Though he had earned an Oscar® nomination for Best Achievement in Writing back in 1930 for All Quiet on the Western Front, the honors and awards began to cascade upon George Abbott with The Pajama Game and Damn Yankees. Both won Tony Awards® (1955,1956) for Best Musical. Fiorello! (1960) not only won for Best Musical and Best Director, but earned a Pulitzer Prize for Drama as well. In 1963 Abbott received the Tony Award® for Best Direction of a Musical for A Funny Thing Happened on the Way to the Forum. Two more Tonys® were later awarded him: The Lawrence Langer Award in 1976, and in 1987 a Special Tony® on occasion of his 100th birthday. In 1976 he received New York City’s highest cultural honor, the Handel Medallion (Jerome Robbins got one at the same time), in 1982 he was a Kennedy Center Lifetime Achievement Honoree, and in 1983 (when he was 96) he won a Drama Desk Award for the revival of On Your Toes, Outstanding Director of a Musical. He had honorary doctorates from the Universities of Rochester and Miami, was inducted into the American Theatre Hall of Fame, and in 1990 was awarded the National Medal of Arts.
No amount of adulation, however, ever deterred him from his steady productivity: in 1965 he presented the nineteen-year-old Liza Minnelli to the world in Flora, The Red Menace, for which he directed and wrote the book, and for which she won the Best Actress Tony Award®. Among the musicals he directed subsequently were Anya (1965), How Now, Dow Jones (1967 – another Tony® nomination), and The Education of H*Y*M*A*N K*A*P*L*A*N (1968), but Abbott’s projects were increasingly interspersed with revivals (The Pajama Game, Where’s Charley?, On Your Toes, Damn Yankees) from this point on.
George Abbott lived to 107, and could be said to have lived three full lives in his time (though all as the same person). He had as many wives; Ednah died in 1930, leaving a daughter Judith, an actress who later married actor Tom Ewell. Abbott’s second marriage, to Mary Sinclair, lasted only five years; they were divorced in 1951. He had a long liaison with Maureen Stapleton before he married his third wife, Joy Valderrama, in 1983.
His vigor in age was legendary. He played golf and liked to go out dancing well past his 100th birthday. One day while he was playing golf with his wife, he fell down on the fairway. He took his time to get up, and Joy, alarmed, leaned over and started to shake him. “Get up, George, get up! Don’t just lay there.” After a moment he opened his eyes and looked at her. “Lie there,” he said.
He was writing revisions to the Pajama Game script a week and a half before he had the stroke that killed him. Just a year earlier, at 106, he had been cheered with a standing ovation as he walked down the aisle at the opening of the Broadway revival of Damn Yankees. He was overheard wondering to his companion, “There must be somebody important here.”

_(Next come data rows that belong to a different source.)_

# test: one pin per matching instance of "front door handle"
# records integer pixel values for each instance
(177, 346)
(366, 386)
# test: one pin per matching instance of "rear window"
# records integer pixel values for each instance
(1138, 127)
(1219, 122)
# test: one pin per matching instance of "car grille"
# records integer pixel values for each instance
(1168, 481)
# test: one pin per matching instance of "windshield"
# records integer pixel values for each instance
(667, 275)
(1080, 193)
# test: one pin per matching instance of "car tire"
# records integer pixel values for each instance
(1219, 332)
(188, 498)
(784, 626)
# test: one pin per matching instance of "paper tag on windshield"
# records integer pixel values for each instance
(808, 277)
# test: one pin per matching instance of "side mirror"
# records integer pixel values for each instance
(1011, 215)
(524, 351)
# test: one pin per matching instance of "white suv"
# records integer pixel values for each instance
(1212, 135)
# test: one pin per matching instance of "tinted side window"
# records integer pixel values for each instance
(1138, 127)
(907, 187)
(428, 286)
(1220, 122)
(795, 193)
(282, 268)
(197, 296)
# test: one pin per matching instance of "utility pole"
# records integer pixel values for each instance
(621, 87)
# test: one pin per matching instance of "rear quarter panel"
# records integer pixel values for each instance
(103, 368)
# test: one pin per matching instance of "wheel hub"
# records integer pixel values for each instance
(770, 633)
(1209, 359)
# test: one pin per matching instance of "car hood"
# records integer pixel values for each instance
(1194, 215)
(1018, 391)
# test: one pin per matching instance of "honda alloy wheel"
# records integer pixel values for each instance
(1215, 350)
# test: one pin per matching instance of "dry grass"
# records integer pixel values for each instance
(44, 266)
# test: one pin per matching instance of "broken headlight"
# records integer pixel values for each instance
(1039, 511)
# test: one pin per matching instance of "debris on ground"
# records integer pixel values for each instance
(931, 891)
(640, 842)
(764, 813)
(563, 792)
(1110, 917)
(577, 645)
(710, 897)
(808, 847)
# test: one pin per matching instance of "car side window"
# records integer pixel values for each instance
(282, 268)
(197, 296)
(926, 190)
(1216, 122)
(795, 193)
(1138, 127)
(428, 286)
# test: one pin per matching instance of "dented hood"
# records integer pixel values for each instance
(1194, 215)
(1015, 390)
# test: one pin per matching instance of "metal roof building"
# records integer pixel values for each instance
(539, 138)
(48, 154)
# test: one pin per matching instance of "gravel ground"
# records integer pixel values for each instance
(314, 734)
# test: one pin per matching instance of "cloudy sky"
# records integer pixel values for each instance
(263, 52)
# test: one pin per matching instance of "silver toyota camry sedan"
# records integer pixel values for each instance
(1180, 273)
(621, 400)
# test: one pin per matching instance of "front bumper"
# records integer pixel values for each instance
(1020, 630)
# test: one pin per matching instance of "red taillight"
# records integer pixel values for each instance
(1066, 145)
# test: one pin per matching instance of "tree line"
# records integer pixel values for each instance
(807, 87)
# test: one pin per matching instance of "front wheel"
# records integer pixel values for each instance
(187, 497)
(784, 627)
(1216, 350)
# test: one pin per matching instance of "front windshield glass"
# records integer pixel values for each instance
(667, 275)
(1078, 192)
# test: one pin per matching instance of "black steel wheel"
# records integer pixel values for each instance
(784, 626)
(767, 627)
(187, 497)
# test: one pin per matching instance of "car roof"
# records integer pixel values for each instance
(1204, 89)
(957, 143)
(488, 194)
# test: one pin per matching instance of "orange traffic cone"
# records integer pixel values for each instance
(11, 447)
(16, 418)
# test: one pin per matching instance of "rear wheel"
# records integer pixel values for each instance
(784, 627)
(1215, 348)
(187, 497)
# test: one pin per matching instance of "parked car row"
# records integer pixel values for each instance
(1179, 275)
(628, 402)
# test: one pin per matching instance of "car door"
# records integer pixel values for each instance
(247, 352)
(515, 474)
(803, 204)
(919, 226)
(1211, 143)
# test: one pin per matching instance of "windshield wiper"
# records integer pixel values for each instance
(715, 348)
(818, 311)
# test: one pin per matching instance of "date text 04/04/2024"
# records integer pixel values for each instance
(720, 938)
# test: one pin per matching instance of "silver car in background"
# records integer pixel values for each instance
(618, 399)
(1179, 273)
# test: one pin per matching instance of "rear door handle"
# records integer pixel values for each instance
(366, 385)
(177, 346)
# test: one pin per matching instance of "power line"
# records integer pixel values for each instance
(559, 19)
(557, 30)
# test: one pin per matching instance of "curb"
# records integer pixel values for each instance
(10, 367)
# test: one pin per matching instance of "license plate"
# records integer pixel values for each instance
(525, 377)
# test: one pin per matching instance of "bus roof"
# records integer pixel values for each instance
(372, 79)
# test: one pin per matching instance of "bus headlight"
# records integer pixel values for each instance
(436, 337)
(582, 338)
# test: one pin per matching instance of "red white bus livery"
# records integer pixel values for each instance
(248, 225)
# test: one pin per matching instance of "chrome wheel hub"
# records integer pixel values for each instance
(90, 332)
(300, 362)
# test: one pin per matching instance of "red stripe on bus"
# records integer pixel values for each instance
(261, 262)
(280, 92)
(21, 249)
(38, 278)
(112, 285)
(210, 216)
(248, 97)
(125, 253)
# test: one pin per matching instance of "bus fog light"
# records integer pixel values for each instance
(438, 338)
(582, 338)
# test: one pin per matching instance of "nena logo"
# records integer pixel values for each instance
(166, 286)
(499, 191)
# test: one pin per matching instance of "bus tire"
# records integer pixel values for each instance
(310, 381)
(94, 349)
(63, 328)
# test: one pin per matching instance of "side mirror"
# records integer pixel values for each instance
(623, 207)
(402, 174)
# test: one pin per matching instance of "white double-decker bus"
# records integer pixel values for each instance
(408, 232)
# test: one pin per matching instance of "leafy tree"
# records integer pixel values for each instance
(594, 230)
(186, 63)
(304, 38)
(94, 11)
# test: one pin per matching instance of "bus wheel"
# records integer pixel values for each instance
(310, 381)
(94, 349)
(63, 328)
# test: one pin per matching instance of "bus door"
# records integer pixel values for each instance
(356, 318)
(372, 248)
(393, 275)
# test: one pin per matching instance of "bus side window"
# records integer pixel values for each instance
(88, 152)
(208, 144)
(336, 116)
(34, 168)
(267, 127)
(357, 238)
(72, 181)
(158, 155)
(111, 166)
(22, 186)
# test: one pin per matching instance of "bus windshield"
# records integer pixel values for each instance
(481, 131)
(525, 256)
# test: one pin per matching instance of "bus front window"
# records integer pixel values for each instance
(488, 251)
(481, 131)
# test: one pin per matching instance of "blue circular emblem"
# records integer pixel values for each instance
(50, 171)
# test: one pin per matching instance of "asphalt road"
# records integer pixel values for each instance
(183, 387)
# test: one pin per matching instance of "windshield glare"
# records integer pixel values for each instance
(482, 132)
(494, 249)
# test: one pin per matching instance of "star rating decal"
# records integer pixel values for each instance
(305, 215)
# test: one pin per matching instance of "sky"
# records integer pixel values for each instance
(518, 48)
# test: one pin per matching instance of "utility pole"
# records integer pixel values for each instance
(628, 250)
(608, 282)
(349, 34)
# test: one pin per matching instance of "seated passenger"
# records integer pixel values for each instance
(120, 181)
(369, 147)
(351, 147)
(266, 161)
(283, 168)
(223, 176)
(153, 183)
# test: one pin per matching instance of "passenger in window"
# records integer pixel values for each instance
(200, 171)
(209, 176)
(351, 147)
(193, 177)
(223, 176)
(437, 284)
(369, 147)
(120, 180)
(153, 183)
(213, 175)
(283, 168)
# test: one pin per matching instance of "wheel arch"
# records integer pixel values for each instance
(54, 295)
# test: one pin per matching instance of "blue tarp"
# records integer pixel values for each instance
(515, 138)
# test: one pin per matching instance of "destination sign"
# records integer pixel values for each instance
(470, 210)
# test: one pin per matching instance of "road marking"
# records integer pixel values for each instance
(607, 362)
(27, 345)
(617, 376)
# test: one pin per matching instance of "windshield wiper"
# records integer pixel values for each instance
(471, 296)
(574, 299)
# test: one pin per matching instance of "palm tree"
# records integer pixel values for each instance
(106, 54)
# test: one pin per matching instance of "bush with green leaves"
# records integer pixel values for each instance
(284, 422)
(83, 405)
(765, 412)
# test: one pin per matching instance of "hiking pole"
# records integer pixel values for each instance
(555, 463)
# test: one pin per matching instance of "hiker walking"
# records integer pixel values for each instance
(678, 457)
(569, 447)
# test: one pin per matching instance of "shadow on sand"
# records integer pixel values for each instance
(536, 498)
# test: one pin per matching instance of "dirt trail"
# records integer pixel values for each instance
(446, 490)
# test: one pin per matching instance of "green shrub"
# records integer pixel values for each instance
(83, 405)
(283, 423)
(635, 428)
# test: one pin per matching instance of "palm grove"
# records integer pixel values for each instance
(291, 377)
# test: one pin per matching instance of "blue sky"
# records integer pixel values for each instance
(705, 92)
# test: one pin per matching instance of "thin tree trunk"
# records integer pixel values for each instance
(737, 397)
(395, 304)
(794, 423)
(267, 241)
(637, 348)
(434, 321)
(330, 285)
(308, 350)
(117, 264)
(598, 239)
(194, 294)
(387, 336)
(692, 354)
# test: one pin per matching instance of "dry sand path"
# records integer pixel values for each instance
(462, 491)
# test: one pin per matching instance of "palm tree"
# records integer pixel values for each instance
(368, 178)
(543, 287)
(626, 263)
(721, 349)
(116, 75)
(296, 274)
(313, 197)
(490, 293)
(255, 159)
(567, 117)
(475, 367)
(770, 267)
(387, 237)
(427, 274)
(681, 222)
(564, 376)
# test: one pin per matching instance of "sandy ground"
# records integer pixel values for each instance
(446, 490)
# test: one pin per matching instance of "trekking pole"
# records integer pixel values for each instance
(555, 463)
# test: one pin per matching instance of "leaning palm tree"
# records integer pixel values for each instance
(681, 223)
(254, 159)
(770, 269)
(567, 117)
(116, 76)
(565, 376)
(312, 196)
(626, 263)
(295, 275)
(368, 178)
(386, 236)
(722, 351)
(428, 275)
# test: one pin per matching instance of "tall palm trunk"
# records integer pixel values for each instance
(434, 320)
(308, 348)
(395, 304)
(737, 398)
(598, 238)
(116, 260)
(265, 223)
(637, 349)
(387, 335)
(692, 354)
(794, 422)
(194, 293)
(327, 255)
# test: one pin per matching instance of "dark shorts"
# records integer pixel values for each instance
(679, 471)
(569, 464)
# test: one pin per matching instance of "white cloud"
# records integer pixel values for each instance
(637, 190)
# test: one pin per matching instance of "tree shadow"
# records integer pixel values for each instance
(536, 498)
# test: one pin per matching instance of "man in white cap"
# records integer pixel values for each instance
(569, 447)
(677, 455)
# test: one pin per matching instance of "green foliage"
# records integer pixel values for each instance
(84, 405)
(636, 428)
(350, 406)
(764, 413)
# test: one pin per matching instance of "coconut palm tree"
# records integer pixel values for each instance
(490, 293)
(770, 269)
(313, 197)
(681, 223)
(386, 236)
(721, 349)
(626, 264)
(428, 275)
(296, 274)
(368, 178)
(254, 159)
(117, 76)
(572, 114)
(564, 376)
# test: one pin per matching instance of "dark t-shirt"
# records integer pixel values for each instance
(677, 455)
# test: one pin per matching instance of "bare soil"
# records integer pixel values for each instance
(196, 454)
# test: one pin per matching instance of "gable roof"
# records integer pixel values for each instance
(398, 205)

Abbott wrote an autobiography, Mister Abbott, in 1963, celebrating what had then been his 50 years in show business – unaware that there were more than 30 years to go. Soon thereafter, the 54th St. Theatre (previously known as the Adelphi) was renamed the George Abbott Theatre in his honor. The building stood for only another five years, however, and was demolished in 1970. Now a section of West 45th Street, in deepest Broadway territory, is named George Abbott Way.